Pantojan Section: 11D

Teacher: Sir. Leonardo Matunding

To specify the distinctive focus of nursing practice, she created the Nursing Need Theory.
The approach emphasizes how critical it is for patients to become more independent in
order to speed up their recovery. Henderson's idea focused on the fundamental needs of
people and how nurses may help to address those needs.

HENDERSON’S MOST VALUABLE CONTRIBUTION TO TODAY’S NURSING IN


AREAS OF:

PRACTICE

 Nurses, whose main responsibility is to care for patients directly, get instant
satisfaction in watching patients transition from dependency to independence.

 Helps nurses understand patients who are unable to do so due to a lack of strength,
education, or ability

 Uses the nursing process—assessment, planning, execution, and evaluation—to


solve problems and is not exclusive to the nursing field.

 The theory involves in making decisions that, entailed giving patients thoughtful care.

EDUCATION

 She suggested nursing programs and wrote several nursing publications, including
Nature of Nursing, Basic Principles of Nursing Care, and Textbook of the Principles
and Practice of Nursing, which have become nursing classics and are used as
standards for nursing practice.

 She examined the typical four-year nursing program's curriculum in the USA and
divided the courses into three categories: (1) the humanities, (2) the social sciences,
(3) the biological and physical sciences, and (4) the arts and sciences of medicine
and nursing. The increasing variety of nursing programs available leads to varied
nursing responsibilities being played in health care environments.

 Henderson (1977) placed a strong focus on encouraging multidisciplinary learning


and a humanistic approach to health care. There are three natural learning phases
in the fundamental nursing curriculum, which encompasses social and bio-physical
sciences.

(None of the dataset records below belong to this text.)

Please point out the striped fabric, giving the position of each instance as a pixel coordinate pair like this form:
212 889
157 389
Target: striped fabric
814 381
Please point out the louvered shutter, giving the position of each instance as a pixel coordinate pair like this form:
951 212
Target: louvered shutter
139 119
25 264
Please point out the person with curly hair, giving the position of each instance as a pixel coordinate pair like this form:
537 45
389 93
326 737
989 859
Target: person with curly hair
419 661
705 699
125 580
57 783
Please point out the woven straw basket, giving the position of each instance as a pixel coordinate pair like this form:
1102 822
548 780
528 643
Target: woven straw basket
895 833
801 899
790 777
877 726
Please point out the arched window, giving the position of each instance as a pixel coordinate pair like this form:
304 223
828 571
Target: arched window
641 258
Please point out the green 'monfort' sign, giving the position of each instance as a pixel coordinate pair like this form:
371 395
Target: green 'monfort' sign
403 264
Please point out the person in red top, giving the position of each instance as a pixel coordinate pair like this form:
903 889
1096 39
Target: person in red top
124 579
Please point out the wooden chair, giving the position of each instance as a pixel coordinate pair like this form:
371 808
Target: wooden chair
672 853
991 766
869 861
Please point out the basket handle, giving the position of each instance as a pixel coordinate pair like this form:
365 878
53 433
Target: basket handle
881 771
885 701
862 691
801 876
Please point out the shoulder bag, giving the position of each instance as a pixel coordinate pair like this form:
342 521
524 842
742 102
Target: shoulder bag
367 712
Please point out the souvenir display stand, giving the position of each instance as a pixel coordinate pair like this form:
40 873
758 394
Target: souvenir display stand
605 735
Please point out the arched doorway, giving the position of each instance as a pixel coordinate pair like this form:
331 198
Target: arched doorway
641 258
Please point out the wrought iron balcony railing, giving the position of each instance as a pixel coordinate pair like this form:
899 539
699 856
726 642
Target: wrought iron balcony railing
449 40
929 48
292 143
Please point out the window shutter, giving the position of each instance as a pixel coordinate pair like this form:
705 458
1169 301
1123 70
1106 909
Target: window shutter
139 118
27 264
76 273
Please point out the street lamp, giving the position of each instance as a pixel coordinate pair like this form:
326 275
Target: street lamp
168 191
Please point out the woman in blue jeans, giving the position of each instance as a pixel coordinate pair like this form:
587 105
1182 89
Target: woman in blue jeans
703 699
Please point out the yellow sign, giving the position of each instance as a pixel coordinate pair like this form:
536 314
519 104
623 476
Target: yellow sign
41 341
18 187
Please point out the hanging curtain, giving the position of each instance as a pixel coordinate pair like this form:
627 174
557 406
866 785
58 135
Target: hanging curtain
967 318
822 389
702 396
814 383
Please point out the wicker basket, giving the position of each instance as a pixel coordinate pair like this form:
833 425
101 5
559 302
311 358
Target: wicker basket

The first stage is devoted to helping the patient with his everyday activities,
the second stage is on symptomatic nursing or common physical and mental
dysfunctions, and the third stage incorporates care for the many phases of growth
and a person's whole life span.

RESEARCH
 In 1953, Henderson joined the Yale School of Nursing as a Research Associate to
embark on a critical assessment of nursing research. Her results showed that the
majority of nursing research focused on nurses rather than nursing care. A series of
editorials she published for trade publications sparked a shift in nursing research
toward a far more clinical focus. The research project that resulted in the four-
volume "Nursing Research: Survey and Assessment," co-authored with Leo
Simmons and published in 1964, and her four-volume "Nursing Studies Index"
completed in 1972 was her most impressive accomplishment.
 She created The Nursing Process as Applied to Henderson's Theory, which
combines the concept of nursing with the 14 components of Henderson's theory.

ADMINISTRATION

 In order for nurses to develop goals based on Henderson's 14 components,


Henderson's Need Theory can be used in nursing practice. In order to further
enhance one's effectiveness in providing nursing care, accomplishing the aim of
meeting the client's 14 requirements might be a fantastic starting point. Each of her
14 core ideas may be used as a research foundation in nursing, despite the fact that
they were not expressed in language that could be put to the test.